If you use a custom script to idle shutdown, Vertex AI Workbench will not terminate Instances normally. To resolve this, you can modify the default Idle Shutdown script to use it. As you know, if you are using an instance of Vertex AI workbench, the Idle Shutdown feature is built-in by default.
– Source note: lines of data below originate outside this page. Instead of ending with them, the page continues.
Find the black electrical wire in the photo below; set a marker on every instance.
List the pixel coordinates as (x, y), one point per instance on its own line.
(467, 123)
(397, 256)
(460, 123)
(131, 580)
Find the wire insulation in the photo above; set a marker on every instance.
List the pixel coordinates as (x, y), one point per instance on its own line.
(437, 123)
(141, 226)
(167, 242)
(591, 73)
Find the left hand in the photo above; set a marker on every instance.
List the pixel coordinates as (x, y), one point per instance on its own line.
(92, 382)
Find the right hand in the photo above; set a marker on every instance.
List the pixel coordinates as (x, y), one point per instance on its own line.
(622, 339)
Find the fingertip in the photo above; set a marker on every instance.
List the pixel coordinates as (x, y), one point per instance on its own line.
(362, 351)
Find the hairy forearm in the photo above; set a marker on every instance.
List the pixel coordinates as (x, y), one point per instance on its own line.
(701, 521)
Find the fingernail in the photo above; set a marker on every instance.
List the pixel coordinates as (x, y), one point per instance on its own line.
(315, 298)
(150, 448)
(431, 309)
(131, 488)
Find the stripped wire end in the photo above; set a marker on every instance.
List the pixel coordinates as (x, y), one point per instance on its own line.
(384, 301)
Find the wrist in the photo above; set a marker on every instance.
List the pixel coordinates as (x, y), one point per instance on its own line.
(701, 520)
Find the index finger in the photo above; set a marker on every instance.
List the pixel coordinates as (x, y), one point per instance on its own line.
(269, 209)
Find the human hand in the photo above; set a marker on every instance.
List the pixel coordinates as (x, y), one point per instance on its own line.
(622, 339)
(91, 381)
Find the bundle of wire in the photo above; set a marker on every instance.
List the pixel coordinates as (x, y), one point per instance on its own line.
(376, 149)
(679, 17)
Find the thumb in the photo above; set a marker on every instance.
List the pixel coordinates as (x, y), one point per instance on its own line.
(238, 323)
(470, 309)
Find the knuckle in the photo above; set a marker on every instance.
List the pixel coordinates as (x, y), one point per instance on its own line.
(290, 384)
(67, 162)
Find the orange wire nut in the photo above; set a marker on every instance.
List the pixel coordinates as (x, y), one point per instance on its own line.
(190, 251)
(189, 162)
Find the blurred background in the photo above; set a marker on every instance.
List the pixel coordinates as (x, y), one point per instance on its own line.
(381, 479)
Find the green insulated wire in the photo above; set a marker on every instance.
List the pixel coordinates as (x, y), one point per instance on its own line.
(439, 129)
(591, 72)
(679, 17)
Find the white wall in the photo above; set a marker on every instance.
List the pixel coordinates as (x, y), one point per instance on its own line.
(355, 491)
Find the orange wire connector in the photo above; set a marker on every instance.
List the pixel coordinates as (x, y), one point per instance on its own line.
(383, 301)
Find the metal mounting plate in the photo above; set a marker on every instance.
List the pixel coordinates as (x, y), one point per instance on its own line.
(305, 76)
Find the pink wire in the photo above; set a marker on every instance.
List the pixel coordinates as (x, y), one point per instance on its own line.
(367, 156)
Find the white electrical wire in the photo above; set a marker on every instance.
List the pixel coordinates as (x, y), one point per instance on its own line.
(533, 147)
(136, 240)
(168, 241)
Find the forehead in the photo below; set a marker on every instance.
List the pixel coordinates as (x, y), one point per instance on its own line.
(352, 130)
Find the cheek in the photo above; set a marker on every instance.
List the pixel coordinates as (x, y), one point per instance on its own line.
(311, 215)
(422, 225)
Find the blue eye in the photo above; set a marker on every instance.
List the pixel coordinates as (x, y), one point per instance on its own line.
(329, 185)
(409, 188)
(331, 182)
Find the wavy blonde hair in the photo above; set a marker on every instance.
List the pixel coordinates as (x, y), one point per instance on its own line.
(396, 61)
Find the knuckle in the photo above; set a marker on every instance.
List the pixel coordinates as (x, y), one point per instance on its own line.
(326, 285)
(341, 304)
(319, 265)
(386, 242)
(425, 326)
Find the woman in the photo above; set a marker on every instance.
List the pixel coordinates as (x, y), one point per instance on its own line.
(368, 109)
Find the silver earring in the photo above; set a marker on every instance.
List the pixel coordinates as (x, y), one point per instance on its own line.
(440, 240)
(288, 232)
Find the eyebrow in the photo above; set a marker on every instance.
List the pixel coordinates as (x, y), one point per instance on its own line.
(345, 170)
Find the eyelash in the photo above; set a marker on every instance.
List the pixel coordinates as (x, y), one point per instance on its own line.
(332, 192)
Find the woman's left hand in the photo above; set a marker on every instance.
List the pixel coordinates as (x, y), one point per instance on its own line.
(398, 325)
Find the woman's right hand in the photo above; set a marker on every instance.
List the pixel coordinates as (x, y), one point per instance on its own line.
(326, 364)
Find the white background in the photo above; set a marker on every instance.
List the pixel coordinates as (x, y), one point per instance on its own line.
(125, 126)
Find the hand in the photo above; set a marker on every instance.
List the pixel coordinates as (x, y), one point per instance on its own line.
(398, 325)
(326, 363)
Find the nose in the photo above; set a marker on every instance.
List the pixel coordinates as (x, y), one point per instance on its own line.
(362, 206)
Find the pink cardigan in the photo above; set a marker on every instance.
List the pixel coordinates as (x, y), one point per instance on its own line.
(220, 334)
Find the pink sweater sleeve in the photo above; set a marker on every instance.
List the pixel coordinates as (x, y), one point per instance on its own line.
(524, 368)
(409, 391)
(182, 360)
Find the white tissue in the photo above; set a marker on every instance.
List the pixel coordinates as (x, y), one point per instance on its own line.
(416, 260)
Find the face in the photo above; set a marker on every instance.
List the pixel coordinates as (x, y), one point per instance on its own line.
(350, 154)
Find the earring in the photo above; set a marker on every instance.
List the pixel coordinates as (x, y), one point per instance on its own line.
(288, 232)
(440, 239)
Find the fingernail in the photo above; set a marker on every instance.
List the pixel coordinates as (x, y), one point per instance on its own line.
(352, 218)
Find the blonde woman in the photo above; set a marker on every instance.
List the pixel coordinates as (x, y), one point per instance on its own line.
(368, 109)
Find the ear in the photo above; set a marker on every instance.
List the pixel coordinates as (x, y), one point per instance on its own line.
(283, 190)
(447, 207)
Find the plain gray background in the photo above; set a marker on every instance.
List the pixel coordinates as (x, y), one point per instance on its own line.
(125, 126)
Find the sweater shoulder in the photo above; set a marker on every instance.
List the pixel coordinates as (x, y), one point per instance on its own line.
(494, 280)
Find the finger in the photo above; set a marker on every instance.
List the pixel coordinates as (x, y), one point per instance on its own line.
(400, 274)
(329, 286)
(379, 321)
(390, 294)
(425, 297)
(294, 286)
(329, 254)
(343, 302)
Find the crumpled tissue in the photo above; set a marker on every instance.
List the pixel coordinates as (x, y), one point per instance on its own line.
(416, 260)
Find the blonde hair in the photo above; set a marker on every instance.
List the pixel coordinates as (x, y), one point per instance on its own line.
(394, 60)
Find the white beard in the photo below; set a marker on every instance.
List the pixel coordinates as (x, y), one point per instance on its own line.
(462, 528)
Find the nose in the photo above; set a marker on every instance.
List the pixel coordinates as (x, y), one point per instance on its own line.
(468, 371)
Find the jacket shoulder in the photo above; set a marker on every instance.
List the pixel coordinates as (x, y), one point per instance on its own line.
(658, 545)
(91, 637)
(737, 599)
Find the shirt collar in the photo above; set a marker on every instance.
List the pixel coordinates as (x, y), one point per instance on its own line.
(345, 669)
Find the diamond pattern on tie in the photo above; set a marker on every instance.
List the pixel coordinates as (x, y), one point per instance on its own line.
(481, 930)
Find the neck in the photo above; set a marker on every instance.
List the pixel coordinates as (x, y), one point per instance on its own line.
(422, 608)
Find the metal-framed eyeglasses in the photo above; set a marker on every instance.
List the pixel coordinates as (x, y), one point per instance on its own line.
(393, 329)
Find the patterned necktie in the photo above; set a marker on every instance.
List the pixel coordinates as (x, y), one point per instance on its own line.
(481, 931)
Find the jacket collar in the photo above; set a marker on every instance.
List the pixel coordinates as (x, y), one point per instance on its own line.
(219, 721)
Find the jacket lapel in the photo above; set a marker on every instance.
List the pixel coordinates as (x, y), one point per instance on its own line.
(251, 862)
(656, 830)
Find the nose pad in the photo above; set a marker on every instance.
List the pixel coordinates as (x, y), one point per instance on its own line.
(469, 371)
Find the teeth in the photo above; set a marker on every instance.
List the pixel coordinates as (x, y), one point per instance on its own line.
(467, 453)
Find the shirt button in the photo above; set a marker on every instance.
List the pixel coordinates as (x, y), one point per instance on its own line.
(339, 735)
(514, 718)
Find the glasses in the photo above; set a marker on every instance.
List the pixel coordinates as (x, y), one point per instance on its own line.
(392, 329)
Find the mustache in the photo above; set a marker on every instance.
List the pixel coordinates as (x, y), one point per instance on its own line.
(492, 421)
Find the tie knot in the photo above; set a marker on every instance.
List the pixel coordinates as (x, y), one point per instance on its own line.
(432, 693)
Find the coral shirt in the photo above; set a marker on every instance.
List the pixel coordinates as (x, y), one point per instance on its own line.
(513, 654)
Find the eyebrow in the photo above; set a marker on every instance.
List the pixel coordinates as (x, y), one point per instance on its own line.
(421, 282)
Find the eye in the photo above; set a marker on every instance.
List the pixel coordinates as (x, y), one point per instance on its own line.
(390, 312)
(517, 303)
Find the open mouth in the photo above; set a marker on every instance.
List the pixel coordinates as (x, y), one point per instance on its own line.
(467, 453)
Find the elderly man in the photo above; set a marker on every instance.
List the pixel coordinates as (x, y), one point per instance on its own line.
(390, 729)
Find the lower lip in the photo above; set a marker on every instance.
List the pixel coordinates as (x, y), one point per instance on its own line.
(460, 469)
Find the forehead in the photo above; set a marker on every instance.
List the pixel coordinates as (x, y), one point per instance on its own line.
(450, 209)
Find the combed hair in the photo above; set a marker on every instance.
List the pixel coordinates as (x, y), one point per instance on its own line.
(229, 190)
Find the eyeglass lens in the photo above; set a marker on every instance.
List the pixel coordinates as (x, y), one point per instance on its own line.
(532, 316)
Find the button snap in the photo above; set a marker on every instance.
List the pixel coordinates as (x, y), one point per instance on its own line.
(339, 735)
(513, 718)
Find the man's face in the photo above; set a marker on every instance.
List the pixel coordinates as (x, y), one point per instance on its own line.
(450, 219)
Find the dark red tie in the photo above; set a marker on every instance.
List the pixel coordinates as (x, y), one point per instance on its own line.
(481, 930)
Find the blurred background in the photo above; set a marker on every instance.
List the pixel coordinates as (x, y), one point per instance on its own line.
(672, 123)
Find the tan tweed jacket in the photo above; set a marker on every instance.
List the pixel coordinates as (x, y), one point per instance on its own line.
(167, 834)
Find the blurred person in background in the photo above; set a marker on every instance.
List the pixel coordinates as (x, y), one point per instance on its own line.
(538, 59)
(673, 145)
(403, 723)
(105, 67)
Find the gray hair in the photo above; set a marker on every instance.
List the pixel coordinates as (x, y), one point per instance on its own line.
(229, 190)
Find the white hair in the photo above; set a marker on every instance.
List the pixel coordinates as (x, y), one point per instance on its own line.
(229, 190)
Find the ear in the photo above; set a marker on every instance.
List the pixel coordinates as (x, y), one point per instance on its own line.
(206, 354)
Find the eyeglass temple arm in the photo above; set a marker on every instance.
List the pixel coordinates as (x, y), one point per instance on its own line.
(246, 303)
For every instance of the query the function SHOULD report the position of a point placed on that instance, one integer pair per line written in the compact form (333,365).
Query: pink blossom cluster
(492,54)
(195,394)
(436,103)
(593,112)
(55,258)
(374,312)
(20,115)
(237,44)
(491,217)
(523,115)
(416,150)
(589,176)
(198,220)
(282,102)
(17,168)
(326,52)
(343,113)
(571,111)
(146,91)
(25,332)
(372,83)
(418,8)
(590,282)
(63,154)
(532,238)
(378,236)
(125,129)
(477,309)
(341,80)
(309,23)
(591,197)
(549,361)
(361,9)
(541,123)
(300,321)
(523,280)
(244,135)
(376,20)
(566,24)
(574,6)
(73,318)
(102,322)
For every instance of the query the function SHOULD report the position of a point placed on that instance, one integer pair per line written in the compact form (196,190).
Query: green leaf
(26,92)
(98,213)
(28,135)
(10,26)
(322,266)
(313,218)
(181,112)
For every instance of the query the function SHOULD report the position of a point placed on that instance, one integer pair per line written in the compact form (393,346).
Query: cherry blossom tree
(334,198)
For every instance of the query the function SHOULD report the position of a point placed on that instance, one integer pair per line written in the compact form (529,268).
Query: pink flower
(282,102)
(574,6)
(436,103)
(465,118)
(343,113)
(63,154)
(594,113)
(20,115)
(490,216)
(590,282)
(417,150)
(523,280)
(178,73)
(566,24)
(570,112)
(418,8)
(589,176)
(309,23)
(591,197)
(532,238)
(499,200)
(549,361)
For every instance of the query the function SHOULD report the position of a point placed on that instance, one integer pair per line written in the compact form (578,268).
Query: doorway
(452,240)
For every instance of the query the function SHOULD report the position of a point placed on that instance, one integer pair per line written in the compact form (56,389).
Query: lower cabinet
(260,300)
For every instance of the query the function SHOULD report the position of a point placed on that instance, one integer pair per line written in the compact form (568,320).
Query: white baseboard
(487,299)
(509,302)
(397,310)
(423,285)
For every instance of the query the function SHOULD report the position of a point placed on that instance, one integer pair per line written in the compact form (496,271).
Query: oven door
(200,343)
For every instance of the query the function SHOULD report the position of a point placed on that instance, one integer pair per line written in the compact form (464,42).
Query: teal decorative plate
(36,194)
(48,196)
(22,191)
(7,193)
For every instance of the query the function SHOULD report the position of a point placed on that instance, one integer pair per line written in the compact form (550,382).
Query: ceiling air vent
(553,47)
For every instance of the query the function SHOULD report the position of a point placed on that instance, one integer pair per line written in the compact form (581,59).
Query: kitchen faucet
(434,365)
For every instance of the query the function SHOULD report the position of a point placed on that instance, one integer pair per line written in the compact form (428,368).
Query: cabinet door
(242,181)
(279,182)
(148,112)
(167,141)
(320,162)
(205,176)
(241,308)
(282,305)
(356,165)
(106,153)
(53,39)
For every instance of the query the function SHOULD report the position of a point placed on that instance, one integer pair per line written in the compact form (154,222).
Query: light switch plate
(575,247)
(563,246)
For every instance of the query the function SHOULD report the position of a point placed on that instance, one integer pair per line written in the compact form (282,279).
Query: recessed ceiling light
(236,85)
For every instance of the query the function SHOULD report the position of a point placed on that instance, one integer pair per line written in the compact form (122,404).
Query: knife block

However, if you use an editor such as VSCode to execute code via remote ssh connection, the default idle shutdown feature may be activated during code execution, causing the instance to be terminated. To prevent this case, I modified the script as below, referring to @OptogeneticsandNeuralEngineeringCore's script.
The modification is to check the CPU and GPU utilization and if it is below a certain percentage, it is considered as IDLE. If you modify this script and paste it into /opt/deeplearning/bin/check_idle_shutdown.sh
, check_idle_shutdown.sh
process will refer to the CPU and GPU utilization and shut down the instance when the criteria is met. (Note that you will need sudo privileges to modify the script).
#!/bin/bash -eu
#
# Copyright 2022 Google Inc.
#
# Licensed under the Apache License, Version 2.0 (the "License");
# you may not use this file except in compliance with the License.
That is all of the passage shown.